Os textos anteriores, publicados entre Junho e Outubro de 1945, têm alguma certeza
de construção – mas têm também o peso dum sistema de ideias na insistente afirmação
do humanismo e não da forma ou da técnica como bitola de avaliação em arte. Há neles
uma reacção anti-formal muito consciente, depreciando os movimentos de vanguarda
do início do século XX, que se lhes dá novidade numa cena artística que vivia desde
o final do século XIX saturada de esteticismo, também lhes retira largueza de compreensão.

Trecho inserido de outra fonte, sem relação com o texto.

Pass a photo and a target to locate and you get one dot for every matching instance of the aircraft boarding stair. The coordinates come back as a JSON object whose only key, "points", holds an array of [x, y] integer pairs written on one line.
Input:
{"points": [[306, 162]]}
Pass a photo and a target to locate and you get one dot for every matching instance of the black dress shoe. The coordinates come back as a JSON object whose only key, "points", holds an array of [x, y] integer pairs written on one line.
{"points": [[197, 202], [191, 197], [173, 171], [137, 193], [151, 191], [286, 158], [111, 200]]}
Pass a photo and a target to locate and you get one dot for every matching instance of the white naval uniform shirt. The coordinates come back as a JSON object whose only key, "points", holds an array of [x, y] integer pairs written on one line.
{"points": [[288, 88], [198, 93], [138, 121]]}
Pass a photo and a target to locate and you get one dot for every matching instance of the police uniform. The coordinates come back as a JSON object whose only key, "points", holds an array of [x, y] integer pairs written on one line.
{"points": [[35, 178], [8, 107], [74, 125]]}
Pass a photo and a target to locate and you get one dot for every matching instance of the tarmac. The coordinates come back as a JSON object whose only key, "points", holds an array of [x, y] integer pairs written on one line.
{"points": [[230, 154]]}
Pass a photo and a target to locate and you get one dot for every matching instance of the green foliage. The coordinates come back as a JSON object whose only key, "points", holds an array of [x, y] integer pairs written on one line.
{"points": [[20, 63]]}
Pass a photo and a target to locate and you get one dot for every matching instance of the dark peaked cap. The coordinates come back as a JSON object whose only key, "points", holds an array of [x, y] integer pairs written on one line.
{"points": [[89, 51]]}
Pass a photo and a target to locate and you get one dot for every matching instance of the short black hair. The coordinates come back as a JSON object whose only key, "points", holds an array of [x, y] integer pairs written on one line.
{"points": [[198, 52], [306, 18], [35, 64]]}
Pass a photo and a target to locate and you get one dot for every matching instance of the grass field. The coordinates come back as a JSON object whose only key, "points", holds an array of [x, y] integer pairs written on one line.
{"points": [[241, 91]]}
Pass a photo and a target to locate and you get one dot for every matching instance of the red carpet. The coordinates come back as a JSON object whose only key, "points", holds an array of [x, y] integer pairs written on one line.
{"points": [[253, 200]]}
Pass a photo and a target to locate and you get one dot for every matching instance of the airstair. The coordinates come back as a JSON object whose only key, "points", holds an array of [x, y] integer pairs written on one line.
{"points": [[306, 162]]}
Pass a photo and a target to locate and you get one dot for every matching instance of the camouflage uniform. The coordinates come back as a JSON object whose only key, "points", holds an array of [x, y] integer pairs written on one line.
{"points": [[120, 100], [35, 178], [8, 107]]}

Mesmo com todas as condescendências, é aqui que pela
primeira vez se desenha com clareza um neo-realismo contra o neo-realismo, quer
dizer, um neo-realismo desenvolto e adulto contra um neo-realismo embrionário e
visto como insuficiente. Daí a classificação que ele usa para definir essas obras
de transição – o “populismo”. Eis o ponto mais complexo deste primeiro Mário Cesariny.
Desenvolvê-lo-á na criação poética a que se entregou nesta época e com uma largueza
de meios que faz figura inesperada em meio tão acanhado como o do “novo humanismo”
– eufemismo para as linhas de orientação que vinham de Moscovo. Nos textos publicados
no Porto começa-se a desenhar uma escola de Lisboa por contraste com a de Coimbra,
mais limitada. Como quer que seja, essa nova escola não é de todo explícita nos
textos publicados no Porto, ao passo que a situação dum neo-realismo mais avançado
que o então existente é o nó crucial deste conjunto vindo a lume na revista Aqui e Além.
Não custa tomar estas notas de Mário Cesariny como vizinhas
daqueles textos críticos com que Fernando Pessoa se estreou na revista A Águia (1912) – e que pela mão de Álvaro
Ribeiro acabavam de ser republicados em livro, A nova poesia portuguesa (1942), opúsculo que o jovem crítico de 1945
decerto leu e meditou. O papel mediador que ele quis então ter junto da literatura
neo-realista parece coincidir com aqueloutro que o autor de Mensagem pretendera rasgar no seio da nova
poesia saudosista – quer dizer, uma posição ambivalente, de adesão e de afastamento
a um só tempo. Adesão porque assumia declaradamente o neo-realismo como o movimento
que interessava então construir; afastamento, já que se distanciava conscientemente
de tudo o que até aí dera expressão ao movimento entre nós, insistindo em que as
verdadeiras obras neo-realistas estavam ainda por criar e que o que até então surgira
no domínio das artes plásticas, do romance e da poesia não merecia o nome de neo-realismo.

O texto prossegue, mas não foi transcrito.